不二微笑,看向手冢:“手冢作為西園寺的暗戀者,應該很了解她,你認為她會去臨時購買什麽伴手禮?”

“不是暗戀者。”

手冢首先反駁這一點,然後他簡單回答不二的問題:“不知道。”

面對他這樣的反應,不二自有應對的策略。

他一句話,讓手冢的反駁前功盡棄:“害羞了呢~”

手冢:“……”

所以說,不是他之前不辯解,而是辯解無用。

屋內,手冢彩菜站在窗戶前等了好久,都沒等到她的兒子帶著那群孩子進門。

門前的都是網球部的部員,不是第一次到家裏面來,她都認識。

“誒,老公,你快來看。”

手冢彩菜發現了一個完全陌生沒見過的人:“那個女孩子你有印象嗎?”

手冢國晴慢騰騰的從沙發那裏挪到妻子站的窗戶前,他記憶力不錯,能精準的叫出那一堆小男孩的名字,但這個女孩,他……完全沒印象。

“第一次來吧。”

他疑惑問:“國光在的是男子網球部,男子網球部還招女生?”

“不是網球部的成員吧。”

她驚訝道:“難道是……國光的朋友?!”

會有女生和她那個嚴肅不茍言笑不愛說話還一本正經的兒子做朋友?

“都湊在這裏做什麽?”

手冢國一手背在身後一臉嚴肅地踱步過來。

看什麽看?全擋住了,還不讓點空給他看?

“父親,你往外看。”

手冢國晴指著門口被一堆男孩子圍著十分顯眼的唯一一個女孩子:“父親,你見過這個女孩子嗎?”

“我怎麽會見過。”

手冢國一瞪了他一眼。

難道是……經常和自家孫子聊天的那個女孩子?

不會吧,關系已經好到能帶到家裏來拜訪了嗎?

他完全忽略了來拜訪的還有那一群網球部的成員。

“他們走進來了!”

手冢彩菜急忙離開窗戶,往客廳內走。

三個人上演了一出兵荒馬亂。

他們正襟危坐在客廳的沙發上,時不時的用餘光去瞥門口。

等了半天,都沒等到有人進來。

屋外。

西園寺優提著她從附近便利店買的包裝好的水果禮盒。

桃城武盯著禮盒,忍不住吐槽:“完全沒想到她會買這麽正常的東西。”

菊丸不好意思說:“她提著水果禮盒上門,而我們兩手空空,襯的我們很不禮貌。”

“我走了,學長們再見。”

越前龍馬背對著他們揮手,留給他們一個瀟灑的背影。

他才不要成為西園寺優的對照組。

“小不點,你好狡詐!”

菊丸急忙追上去,他揮手告辭:“我就不湊熱鬧了,調查什麽的我本來就不是很擅長。”

又走一個。

乾闔上筆記本,將本子放回包裏。

是失禮於人厚著臉皮進去當一個記錄者記錄一手數據,還是現在就回去?或者是也跟西園寺優一樣臨時去購買伴手禮,帶禮上門不丟臉地站著進去?

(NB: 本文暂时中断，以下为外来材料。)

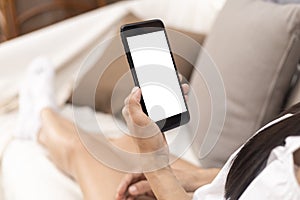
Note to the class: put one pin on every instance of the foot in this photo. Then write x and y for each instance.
(36, 94)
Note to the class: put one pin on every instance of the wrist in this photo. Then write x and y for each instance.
(77, 156)
(205, 176)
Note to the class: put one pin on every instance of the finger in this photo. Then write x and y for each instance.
(186, 97)
(185, 88)
(126, 100)
(125, 183)
(139, 188)
(134, 105)
(180, 77)
(122, 188)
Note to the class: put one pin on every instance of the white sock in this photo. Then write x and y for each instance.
(36, 94)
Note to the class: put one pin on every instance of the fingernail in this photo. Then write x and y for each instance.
(134, 89)
(132, 189)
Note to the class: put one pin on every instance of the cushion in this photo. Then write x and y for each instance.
(294, 96)
(256, 46)
(116, 78)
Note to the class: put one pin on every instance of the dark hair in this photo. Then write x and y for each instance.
(252, 158)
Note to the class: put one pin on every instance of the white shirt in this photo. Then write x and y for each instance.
(276, 181)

可是……她買的是一看價格就很昂貴的水果禮盒,買其他伴手禮都會在這份伴手禮的耀眼光芒下襯的灰頭土臉。

乾貞治一點也不猶豫,他選擇:“部長,我也走了,下次我不會空著手上門的!”

桃城武和海棠熏的吵架聲越來越遠,越來越遠。

他們也,臨陣脫逃了。

河村隆和大石秀一郎對視一眼後,同樣選擇跟手冢告辭。

剛剛還熱鬧的門前,現在就剩三個人了。

“我突然想起來了……”

不二非常淡定地說出一個非常扯的請辭理由:“姐姐讓我回家收衣服,我先回去了。”

他步伐極快,兩三步背影就消失在拐角處。

手冢:“……”

不妙。

西園寺優:“。”

就說了,他們在排擠霸淩手冢!

手冢長嘆一口氣,打開門:“請進。”

他關門的手微微顫抖,雖然不知道接下來會發生什麽,但他知道一定會發生非常棘手的事情。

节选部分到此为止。